Some of the discussion in Joshua Corey's recent posts of creative writing's function as an affirmation of the self, and particularly his quote from a long and eloquent email message from the fine poet G.C. Waldrep, author of Goldbeater's Skin, regarding creative writing pedagogy, has prompted me to post this excerpt from a longer piece I have written on the teaching of creative writing. I hope that it will prove illuminating or at least interesting.
Many students attend college for no reason other than having been told that is what they should do after high school, and perhaps with the hope that they will make more money if they have a college degree. They tend to feel simultaneously resentful (“Here I am stuck in this stupid class”) and entitled (“I’m not in high school anymore, now I’m an adult”). Students often see creative writing classes as the antithesis to their other classes, in which they are forced to absorb and regurgitate all kinds of information in which they have no personal interest or investment. In a creative writing class, they can be themselves, because anything goes in a poem. (The idea that they might not yet have "selves" to "be" does not occur to them, nor does the idea that selfhood might be a process of becoming, not a fixed state of being.) Concomitantly, they also believe that poetry is too subjective to judge, because it’s all opinion and personal preference.
To acknowledge that personal preference and opinion are always factors while still maintaining that specificity, particularity of image and language, precision, concision, and avoidance of cliché are aspects of all good poetry (as sometimes needs to be pointed out, vagueness is not a style) sometimes seems beyond them, especially since they are convinced and have often been taught that if they think something then it must be true. (One great problem in American education isn’t what students don’t know, but what they know that isn’t true.) My partner has a bumper sticker on his office door that reads “Don’t believe everything you think.” It’s a caution that many might profitably take to heart.
We live in a culture which robs people of social, political, and economic agency, making them feel as if their experience counts for nothing, while simultaneously insisting that everyone’s every passing notion and experience is of supreme importance because it happened to them. These two aspects are concomitant with one another, the second offering an imaginary (that is, an ideological) compensation for the first. Much of the boom both in creative writing programs and in slam poetry, performance poetry, stand-up poetry, and the like, has more to do with a cult of the public performance of personality (á la Oprah Winfrey and Jerry Springer), on the one hand, and with the scarcity of outlets for genuine feeling and expression in our society and an ever-increasing sense of the impotence and insignificance of the individual, on the other hand, than with an interest in poetry as an art form.

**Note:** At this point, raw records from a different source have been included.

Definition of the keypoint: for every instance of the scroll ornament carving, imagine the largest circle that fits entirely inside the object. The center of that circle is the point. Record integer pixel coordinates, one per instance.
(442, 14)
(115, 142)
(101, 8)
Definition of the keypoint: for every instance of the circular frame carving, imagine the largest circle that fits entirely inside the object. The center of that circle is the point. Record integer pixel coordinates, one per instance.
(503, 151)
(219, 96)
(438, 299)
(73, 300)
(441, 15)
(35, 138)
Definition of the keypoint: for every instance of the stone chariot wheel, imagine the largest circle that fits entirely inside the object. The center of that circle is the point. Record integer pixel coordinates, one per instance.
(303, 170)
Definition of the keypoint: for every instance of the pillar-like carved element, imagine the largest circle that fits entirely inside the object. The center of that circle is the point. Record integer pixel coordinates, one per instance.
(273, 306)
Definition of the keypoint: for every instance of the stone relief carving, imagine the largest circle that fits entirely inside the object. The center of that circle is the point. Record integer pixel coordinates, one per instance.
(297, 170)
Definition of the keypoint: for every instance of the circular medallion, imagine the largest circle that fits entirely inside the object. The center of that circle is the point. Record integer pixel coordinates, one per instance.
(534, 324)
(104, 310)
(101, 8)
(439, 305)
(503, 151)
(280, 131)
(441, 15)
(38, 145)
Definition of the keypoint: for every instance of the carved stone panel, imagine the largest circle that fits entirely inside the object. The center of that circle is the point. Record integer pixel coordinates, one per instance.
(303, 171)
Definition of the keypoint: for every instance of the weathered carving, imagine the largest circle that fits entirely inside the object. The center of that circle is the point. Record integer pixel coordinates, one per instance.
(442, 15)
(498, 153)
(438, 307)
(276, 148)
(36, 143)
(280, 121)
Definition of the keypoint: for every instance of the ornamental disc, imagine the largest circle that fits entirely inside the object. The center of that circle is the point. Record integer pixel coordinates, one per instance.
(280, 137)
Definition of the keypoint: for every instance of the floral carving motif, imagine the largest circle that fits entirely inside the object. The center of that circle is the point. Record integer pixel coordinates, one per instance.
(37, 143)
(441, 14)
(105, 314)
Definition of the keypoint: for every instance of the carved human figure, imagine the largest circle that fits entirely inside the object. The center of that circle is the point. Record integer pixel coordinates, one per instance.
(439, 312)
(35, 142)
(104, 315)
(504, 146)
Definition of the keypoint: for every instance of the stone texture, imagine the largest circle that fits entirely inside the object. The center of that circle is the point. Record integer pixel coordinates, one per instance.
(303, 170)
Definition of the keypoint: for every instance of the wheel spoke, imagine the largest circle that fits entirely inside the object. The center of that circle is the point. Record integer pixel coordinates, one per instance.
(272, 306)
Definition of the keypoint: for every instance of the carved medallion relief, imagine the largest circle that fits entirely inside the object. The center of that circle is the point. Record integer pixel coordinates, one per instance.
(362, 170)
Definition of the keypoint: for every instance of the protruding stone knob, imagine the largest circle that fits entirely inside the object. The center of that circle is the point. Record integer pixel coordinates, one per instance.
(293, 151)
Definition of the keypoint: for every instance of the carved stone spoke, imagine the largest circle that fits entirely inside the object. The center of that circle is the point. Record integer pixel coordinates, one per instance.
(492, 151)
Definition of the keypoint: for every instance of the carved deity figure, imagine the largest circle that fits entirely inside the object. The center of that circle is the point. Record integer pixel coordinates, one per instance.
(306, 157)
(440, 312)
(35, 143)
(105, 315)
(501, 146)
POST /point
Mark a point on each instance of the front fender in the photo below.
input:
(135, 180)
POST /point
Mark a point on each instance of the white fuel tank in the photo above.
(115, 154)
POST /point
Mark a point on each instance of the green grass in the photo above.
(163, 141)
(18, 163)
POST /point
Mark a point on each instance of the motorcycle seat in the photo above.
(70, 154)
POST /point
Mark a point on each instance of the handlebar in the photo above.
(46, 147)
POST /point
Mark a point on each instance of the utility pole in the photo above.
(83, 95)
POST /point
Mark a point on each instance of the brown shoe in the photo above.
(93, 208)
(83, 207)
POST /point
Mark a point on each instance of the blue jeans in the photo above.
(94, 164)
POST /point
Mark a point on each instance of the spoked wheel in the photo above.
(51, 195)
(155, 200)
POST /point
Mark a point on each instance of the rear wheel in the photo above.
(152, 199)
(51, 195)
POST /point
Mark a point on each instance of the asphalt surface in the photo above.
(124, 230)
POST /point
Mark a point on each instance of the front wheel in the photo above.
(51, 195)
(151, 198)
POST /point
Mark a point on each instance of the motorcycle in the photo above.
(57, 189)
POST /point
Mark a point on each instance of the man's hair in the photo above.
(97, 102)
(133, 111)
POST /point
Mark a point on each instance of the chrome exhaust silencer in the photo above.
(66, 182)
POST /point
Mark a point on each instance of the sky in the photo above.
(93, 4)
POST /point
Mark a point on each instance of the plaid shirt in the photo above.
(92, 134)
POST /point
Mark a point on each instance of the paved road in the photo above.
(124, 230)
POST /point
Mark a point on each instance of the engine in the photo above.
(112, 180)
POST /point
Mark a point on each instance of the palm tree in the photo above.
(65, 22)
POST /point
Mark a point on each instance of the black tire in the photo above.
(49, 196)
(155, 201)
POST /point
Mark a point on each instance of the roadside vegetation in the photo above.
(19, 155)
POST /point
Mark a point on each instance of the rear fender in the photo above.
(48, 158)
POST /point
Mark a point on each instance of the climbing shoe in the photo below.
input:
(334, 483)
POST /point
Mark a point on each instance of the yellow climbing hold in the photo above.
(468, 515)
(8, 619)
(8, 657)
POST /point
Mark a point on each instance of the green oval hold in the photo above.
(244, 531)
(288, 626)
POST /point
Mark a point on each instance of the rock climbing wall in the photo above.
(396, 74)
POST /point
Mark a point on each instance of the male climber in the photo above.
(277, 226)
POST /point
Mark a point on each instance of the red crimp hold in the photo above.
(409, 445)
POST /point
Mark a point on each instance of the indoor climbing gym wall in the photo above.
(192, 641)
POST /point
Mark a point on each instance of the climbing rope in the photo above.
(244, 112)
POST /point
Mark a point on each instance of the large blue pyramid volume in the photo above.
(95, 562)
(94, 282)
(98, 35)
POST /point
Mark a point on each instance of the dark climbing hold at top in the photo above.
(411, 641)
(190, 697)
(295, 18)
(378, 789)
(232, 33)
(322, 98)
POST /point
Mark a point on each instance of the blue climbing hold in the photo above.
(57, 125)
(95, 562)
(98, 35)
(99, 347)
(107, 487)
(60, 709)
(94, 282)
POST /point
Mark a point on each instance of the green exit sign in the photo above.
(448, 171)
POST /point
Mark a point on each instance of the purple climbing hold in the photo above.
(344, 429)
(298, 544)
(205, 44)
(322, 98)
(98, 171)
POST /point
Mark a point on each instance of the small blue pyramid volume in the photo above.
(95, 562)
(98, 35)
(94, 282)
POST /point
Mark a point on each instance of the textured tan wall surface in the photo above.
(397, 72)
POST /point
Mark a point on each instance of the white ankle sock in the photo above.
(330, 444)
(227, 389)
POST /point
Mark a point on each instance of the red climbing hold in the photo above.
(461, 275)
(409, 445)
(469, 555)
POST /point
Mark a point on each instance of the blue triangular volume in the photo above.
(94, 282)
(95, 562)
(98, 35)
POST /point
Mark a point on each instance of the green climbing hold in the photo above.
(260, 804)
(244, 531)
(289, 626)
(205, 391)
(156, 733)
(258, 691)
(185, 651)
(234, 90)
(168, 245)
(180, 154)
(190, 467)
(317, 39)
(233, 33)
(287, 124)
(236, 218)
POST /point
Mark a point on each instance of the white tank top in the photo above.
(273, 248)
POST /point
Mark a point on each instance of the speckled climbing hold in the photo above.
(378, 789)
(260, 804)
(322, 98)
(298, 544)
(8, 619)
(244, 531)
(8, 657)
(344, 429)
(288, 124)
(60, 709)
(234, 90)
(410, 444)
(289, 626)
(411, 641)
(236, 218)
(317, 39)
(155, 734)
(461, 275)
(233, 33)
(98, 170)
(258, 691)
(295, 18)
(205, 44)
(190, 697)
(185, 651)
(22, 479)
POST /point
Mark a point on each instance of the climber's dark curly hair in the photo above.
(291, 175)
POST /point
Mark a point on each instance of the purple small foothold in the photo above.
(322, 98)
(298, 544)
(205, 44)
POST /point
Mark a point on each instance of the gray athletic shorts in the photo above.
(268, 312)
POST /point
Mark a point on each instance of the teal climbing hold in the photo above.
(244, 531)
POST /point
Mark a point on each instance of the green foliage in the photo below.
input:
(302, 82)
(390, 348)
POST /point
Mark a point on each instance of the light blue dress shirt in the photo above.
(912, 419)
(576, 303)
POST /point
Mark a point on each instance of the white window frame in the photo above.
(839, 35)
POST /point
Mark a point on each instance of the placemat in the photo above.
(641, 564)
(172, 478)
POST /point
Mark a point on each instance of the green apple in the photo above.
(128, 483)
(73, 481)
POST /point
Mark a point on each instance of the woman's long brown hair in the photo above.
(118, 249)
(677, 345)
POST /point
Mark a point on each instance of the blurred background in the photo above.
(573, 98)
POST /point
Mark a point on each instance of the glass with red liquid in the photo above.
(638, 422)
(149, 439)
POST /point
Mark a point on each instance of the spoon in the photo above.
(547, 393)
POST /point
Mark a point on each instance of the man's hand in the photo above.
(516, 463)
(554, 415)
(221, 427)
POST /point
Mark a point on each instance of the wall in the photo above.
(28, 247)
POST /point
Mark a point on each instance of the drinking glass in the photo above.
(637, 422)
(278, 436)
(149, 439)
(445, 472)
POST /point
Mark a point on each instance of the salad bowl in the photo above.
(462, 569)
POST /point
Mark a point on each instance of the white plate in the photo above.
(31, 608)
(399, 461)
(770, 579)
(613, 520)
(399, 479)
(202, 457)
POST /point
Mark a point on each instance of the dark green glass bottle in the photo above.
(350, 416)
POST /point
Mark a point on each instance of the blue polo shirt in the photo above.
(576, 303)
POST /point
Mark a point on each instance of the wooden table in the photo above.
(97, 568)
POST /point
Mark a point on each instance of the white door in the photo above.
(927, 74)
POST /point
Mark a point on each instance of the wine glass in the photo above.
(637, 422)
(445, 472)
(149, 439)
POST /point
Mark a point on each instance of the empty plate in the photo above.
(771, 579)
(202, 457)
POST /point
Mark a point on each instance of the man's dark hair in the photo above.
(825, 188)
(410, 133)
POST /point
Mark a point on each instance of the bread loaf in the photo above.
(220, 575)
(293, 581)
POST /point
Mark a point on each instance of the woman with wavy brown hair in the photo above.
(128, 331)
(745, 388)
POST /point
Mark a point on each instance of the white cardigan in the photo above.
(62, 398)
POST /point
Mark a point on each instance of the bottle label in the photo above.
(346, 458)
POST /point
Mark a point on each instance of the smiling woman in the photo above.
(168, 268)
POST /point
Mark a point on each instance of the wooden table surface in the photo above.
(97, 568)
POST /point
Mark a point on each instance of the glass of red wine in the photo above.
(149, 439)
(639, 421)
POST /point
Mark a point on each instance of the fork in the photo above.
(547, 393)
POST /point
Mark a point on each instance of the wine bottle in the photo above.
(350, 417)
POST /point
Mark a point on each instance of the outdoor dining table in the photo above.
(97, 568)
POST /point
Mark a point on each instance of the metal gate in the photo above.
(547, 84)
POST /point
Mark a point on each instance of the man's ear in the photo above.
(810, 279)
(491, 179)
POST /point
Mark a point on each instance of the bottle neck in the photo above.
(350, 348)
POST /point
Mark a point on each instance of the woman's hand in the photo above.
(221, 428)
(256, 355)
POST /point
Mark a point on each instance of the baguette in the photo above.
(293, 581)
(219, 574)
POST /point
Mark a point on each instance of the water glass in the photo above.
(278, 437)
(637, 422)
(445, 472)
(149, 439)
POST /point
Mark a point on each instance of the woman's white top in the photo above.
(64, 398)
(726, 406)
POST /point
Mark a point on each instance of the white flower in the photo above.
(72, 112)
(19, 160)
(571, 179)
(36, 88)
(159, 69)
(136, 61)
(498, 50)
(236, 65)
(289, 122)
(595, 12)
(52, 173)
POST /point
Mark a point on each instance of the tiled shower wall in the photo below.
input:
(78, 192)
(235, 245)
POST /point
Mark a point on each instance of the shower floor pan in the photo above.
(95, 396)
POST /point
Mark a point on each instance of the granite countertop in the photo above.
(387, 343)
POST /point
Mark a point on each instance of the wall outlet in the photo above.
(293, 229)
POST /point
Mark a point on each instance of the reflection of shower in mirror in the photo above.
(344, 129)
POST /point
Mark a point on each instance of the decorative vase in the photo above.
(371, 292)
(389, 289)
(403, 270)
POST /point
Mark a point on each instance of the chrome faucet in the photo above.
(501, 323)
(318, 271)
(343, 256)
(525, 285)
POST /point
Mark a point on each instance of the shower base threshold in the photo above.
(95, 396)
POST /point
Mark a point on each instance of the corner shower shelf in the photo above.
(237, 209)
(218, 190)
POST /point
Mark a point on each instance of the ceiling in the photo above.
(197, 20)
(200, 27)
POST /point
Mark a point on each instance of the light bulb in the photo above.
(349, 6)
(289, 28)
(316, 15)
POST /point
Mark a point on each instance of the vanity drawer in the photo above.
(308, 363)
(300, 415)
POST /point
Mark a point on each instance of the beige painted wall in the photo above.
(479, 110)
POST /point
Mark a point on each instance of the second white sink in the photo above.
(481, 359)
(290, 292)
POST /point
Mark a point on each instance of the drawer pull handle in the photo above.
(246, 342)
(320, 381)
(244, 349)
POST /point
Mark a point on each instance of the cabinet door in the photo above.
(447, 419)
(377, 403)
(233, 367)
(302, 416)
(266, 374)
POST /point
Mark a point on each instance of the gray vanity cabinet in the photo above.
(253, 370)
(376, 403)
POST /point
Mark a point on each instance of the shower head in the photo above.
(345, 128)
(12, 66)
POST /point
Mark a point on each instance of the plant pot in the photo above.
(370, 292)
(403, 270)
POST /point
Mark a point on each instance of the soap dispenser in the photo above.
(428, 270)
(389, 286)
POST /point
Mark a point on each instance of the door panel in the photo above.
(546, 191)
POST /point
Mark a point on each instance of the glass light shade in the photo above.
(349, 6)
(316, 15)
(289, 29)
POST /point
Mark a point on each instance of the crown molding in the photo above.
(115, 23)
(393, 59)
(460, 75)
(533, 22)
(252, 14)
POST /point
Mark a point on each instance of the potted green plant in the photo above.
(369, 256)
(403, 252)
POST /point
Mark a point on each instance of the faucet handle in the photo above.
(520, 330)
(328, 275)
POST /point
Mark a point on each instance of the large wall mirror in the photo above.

The turn to creative writing, and to versions of poetry in particular, is a way of saying “I matter” in a wholly ritualized and conventionalized format, and is wholly understandable (if somewhat misdirected) as such. But again, this has to do not with an interest in the art of poetry, but rather with a sense that poetry is a mode of personal expression unsullied by commerce or social constraints. (And of course poems are shorter and thus apparently easier to write than novels or even short stories, another aspect of their appeal in a society that seeks quick results but shuns effort.) So the recent rise in the popularity of poetry doesn’t contradict poetry’s marginality in our culture any more than does the use of the word “poetry” as an all-purpose honorific: Michael Jordan, as they say, was poetry in motion on the basketball court. I prefer to think that poetry is poetry and basketball is basketball. Indeed, it is one of the functions of art to help us see things as and for themselves.
Canonical poetry, or literary poetry, or Modernist poetry, or post-Modernist poetry, or any poetry grounded in a practice of language and of writing as such, rather than one of personal expressivity and/or identity confirmation, still isn’t much read. Rather, it is disdained as one or another variety of stiff academicism, insular, "elitist" and oppressive, as opposed to the authentic expression of slam poetry or some similar construction. In this model, “creativity” is just another commodity which anyone can procure, on credit if necessary.